Whole-mount in situ hybridization for c-ret, immunostaining for Hoxb5 and α-SMA, and TUNEL method for apoptotic cells in gut explants after 72 hours in culture in controls and after RA treatment. A: α-SMA immunoreactivity in a cultured, control gut explant showing strong expression in the prececal gut (asterisk) close to the well-developed cecal bud (arrow). B: Gut explant treated overnight with RA showing an absence of α-SMA immunoreactivity in the prececal gut including the poorly developed cecum (arrow). C: Control gut explant after 72 hours in culture showing c-ret expression. Note the well-developed gut loops and the cecal bud (arrow). C-ret-expressing neural crest cells colonize the entire gut including postcecal region (asterisk). D: Dorsal side of RA-treated gut explant showing c-ret expression in the esophagus (arrowhead) and the prececal gut but not in the postcecal gut (asterisk). Note the poorly developed gut loops and the rudimentary cecum (arrow).
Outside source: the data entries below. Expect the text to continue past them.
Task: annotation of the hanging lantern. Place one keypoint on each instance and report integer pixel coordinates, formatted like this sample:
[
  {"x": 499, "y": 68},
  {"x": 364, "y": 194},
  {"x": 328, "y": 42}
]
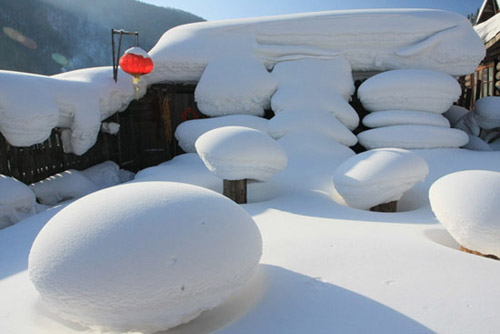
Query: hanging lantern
[{"x": 136, "y": 62}]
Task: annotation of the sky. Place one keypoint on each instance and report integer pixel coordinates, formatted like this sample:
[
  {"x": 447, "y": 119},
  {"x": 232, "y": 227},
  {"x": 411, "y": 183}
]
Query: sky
[{"x": 232, "y": 9}]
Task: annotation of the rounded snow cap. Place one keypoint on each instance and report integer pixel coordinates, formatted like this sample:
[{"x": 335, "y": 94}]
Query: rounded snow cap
[
  {"x": 138, "y": 257},
  {"x": 237, "y": 153},
  {"x": 378, "y": 176},
  {"x": 471, "y": 220}
]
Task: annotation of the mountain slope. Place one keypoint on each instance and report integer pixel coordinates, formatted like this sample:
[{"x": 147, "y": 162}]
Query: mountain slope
[{"x": 52, "y": 36}]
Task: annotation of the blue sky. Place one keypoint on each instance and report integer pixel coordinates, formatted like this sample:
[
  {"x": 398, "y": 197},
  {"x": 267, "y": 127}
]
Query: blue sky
[{"x": 229, "y": 9}]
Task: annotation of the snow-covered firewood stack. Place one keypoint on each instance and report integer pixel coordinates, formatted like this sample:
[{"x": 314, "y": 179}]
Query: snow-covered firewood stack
[
  {"x": 406, "y": 110},
  {"x": 312, "y": 96}
]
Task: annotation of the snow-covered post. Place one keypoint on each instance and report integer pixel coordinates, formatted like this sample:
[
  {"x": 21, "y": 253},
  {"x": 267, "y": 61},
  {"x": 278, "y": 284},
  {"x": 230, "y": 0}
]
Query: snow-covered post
[{"x": 236, "y": 154}]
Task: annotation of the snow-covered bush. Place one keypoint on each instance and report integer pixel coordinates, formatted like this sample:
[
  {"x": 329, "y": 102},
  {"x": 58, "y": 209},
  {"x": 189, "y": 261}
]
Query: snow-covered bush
[
  {"x": 422, "y": 90},
  {"x": 17, "y": 201},
  {"x": 230, "y": 86},
  {"x": 378, "y": 176},
  {"x": 147, "y": 257},
  {"x": 316, "y": 122},
  {"x": 237, "y": 153},
  {"x": 412, "y": 136},
  {"x": 466, "y": 203},
  {"x": 189, "y": 131}
]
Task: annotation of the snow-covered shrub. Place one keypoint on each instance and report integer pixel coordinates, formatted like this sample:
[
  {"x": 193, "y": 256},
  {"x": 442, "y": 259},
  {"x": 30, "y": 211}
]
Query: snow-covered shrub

E: Control gut explant showing strong Hoxb5 expression in the prececal gut (arrowhead). F: RA-treated gut explant showing a rostral shift of Hoxb5 expression to the esophagus (arrowhead). Cecum (arrow). G: TUNEL-stained RA-treated gut explant showing no apoptotic cells. Cecum (arrow). H: TUNEL-stained control gut explant showing the presence of apoptotic cells in the prececal gut up to the cecal bud (arrow) after apoptosis induced by anisomycin. Scale bars, 1 mm (A–H).